I took piano as a child all the way up through college - I minored in it, actually. I was one of those unfortunately stupid kids who have a lot more talent than drive, so I always played quite a bit below my ability because I never really practiced much. (A gift for sightreading and natural laziness are a very bad combination!) Still, by the time I graduated from college I’d reached a certain level, I guess. You can’t not, after more than a decade doing something.
My senior year of college was… bad. Really bad. I was one of those extremely depressed college seniors that they probably catch a lot better these days. Almost flunked out - went from the Dean’s List to a .5 GPA my last semester. (Actually, piano was the only thing I didn’t flunk, oddly enough. And Chorale.) I guess I felt the piano was kind of bound up in all of that, because I haven’t touched it since. It’s been almost ten years, a fact which boggles my mind. Ten years! Holy crap, I’m old! (I’m REALLY old - my 30th birthday is Monday.)

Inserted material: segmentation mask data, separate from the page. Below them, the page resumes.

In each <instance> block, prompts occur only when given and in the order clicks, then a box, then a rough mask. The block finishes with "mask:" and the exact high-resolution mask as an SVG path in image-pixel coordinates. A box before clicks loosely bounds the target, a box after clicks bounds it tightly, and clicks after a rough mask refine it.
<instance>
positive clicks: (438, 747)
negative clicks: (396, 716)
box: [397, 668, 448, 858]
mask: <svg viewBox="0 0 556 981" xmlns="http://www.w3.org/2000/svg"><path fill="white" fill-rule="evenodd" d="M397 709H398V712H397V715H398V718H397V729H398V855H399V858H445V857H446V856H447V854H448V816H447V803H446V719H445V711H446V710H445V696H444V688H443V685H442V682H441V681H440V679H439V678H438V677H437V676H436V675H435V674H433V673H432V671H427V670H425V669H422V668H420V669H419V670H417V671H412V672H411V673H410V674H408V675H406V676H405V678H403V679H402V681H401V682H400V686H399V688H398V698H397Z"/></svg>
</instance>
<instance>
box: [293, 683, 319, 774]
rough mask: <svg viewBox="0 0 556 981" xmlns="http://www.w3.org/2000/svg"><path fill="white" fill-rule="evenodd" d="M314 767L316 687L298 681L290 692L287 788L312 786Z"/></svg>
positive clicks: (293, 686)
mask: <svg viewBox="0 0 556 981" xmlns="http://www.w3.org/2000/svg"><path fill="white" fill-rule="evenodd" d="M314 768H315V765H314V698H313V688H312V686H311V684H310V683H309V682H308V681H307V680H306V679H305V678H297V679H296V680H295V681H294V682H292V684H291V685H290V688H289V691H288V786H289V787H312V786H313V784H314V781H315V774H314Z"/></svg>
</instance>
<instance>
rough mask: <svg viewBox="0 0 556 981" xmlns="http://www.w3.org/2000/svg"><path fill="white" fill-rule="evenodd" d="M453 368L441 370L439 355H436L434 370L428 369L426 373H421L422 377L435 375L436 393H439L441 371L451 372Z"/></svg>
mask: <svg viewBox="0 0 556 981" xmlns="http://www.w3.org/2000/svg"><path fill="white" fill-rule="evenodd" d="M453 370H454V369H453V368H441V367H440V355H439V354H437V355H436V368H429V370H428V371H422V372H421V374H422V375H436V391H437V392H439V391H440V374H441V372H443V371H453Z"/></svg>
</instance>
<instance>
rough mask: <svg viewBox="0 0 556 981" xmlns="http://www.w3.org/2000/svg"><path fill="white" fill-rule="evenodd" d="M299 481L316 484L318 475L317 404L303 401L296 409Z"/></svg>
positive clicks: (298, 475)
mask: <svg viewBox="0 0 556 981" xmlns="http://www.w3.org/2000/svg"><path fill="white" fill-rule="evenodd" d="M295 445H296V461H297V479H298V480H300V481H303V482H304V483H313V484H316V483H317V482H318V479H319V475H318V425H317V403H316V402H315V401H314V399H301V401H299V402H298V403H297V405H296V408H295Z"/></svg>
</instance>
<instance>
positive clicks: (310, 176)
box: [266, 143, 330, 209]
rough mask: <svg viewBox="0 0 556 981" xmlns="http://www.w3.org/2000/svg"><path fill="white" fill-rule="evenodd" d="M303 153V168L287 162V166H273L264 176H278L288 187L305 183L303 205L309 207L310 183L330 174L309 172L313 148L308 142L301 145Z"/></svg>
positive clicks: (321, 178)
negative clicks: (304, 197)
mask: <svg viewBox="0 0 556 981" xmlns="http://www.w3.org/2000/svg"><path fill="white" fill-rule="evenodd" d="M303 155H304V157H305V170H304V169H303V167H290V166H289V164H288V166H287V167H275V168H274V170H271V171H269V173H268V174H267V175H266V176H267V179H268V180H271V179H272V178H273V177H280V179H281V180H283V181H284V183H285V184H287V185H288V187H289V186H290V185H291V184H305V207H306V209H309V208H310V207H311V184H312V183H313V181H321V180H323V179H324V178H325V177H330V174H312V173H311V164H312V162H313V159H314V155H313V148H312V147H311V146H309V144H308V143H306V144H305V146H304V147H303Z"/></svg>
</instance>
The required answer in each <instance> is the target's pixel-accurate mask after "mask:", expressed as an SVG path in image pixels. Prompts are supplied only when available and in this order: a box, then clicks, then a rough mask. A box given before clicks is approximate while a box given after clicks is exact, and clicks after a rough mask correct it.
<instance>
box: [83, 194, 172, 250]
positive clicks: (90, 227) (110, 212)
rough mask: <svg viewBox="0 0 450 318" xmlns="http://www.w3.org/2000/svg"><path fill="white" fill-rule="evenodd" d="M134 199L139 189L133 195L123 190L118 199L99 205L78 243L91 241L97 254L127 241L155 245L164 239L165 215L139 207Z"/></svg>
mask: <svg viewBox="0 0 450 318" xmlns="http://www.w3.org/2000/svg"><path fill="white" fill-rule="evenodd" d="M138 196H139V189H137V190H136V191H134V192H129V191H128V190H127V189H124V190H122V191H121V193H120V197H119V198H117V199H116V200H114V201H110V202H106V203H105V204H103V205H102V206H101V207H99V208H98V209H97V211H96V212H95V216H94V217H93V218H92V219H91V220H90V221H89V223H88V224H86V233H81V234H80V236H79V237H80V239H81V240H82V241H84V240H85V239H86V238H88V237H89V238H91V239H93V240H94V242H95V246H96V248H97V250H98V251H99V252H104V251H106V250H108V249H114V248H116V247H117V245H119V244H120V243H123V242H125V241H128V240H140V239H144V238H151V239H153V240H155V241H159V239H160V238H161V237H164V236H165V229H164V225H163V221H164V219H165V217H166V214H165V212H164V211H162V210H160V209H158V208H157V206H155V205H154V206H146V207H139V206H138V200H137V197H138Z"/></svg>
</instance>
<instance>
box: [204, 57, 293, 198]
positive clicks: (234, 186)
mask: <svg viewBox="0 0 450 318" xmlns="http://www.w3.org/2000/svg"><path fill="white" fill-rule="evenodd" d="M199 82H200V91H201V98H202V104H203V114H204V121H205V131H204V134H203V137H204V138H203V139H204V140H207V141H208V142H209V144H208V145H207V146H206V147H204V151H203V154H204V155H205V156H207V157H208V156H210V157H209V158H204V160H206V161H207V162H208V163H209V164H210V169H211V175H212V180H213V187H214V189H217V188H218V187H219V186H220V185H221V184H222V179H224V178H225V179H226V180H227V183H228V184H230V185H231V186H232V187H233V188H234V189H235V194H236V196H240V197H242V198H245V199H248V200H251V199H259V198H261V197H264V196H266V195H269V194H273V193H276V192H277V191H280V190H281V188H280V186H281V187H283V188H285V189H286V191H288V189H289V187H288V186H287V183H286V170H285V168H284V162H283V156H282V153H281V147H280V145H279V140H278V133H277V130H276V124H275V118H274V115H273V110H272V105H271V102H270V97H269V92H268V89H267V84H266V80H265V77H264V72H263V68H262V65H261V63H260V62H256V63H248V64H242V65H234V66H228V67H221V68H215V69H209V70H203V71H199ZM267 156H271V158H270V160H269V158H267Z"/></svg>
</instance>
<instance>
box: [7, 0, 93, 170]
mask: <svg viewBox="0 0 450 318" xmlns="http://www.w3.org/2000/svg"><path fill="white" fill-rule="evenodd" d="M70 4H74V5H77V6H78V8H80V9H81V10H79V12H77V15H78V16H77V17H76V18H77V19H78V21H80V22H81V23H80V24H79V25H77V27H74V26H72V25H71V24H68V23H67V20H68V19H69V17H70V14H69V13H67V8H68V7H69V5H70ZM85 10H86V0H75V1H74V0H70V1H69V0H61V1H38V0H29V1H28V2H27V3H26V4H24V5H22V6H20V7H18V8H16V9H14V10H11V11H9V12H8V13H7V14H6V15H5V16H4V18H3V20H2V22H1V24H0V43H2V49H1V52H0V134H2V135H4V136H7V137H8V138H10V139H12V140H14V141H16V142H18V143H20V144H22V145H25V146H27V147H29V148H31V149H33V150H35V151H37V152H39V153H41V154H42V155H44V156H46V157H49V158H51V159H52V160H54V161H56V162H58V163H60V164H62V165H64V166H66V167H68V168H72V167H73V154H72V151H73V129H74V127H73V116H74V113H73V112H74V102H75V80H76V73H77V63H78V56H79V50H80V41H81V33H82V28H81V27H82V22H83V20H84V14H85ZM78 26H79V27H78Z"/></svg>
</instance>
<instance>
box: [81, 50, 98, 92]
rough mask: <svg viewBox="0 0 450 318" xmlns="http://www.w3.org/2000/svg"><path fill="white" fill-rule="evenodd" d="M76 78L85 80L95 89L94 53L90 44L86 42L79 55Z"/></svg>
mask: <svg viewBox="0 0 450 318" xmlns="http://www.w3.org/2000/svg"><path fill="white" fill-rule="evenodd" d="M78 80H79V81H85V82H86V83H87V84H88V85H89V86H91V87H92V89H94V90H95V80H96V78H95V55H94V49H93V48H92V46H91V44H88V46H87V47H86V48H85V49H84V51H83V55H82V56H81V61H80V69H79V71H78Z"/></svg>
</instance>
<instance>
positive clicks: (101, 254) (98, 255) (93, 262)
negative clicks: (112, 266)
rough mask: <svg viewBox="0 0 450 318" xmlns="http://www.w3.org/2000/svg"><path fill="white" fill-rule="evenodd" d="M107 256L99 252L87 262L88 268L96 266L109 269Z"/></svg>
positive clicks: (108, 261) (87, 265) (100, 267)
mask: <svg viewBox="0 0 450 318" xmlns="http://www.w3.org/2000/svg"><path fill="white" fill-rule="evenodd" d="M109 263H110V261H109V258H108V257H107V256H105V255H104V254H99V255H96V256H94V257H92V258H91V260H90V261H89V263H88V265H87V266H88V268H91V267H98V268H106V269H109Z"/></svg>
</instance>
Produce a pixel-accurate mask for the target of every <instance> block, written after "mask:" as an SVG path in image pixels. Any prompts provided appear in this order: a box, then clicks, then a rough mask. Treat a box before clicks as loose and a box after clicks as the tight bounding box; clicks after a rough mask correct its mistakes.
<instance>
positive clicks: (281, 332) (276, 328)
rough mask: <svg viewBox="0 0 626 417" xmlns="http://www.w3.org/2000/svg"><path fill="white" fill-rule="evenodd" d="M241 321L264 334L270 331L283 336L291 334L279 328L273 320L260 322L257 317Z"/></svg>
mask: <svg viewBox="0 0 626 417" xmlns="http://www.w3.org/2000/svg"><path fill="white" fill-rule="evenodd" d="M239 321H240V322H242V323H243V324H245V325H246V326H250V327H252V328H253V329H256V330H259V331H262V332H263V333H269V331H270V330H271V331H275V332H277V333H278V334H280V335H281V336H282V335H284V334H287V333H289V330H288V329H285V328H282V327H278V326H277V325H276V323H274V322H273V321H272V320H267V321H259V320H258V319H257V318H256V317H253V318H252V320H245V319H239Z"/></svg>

Since we’ve started to clean up the house, I’ve suddenly had the desire to play again. (Being able to make it to the piano is surely part of it.) I’ve been noodling through some hymnals and books of Christmas carols and such that I found in the bench, and I told the boyfriend I’d teach him, so I picked up a good old Alfred Adult Beginner book for him. But I’m not sure what to do for myself.
I can’t afford lessons right now, really. And hell, I shouldn’t need them - I had years and years of the best lessons money could buy, and I wasted them. I guess I need a little direction, though. I’m not sure what I was playing when I quit - I can’t find those books anywhere, and that last year is frankly kind of a fog. I definitely couldn’t play it now, at any rate. I’ve been experimenting a bit with the stuff in one of those big comb bound Piano Classics books and finding things I played as a kid, working through them again - some of those Bach pieces like the Minuet in G that kids play, that sort of thing. They feel like good warmups - I’m surprised my hands remember what to do, but if I think about it they forget. So I’ve worked my way through some of those - takes maybe two days to get them down mostly perfect.
Of course, I want to be playing the big stuff again - Beethoven sonatas, that sort of thing - but they’re way, way out of my league at this point, I think. (The eternal piano problem - piano is like math, you have to stick with it for decades to get to the good stuff. Guitar is like literature - you can enjoy it from the start.)
Is there any sort of… graduated list, I guess, of pieces? That would give me some structure? For that matter, are there any packaged learning tools for the, uh, “advanced beginner”? The “hasn’t done this in a while”-er?
I don’t have a ton of time to practice, which is funny because I think back to when I had ALL THE TIME IN THE WORLD and concert Steinways to do it on in college and I never did, but I’ve been working on it fairly steadily. If I continue playing things this easy, I’ll never go anywhere, but if I make too big a jump it won’t be satisfying and I’ll probably quit out of frustration. (Nothing like not being able to do something that used to be easy!) There’s the physical side, too - I’m continually shocked at how easy my hands tire and get fumble-fingered. I could use a theory review, too, although I’m sure teaching Aaron will do a better job there than any self-study.
I guess I’m looking for other people’s experiences at this and any suggestions on materials or courses or just a way to proceed.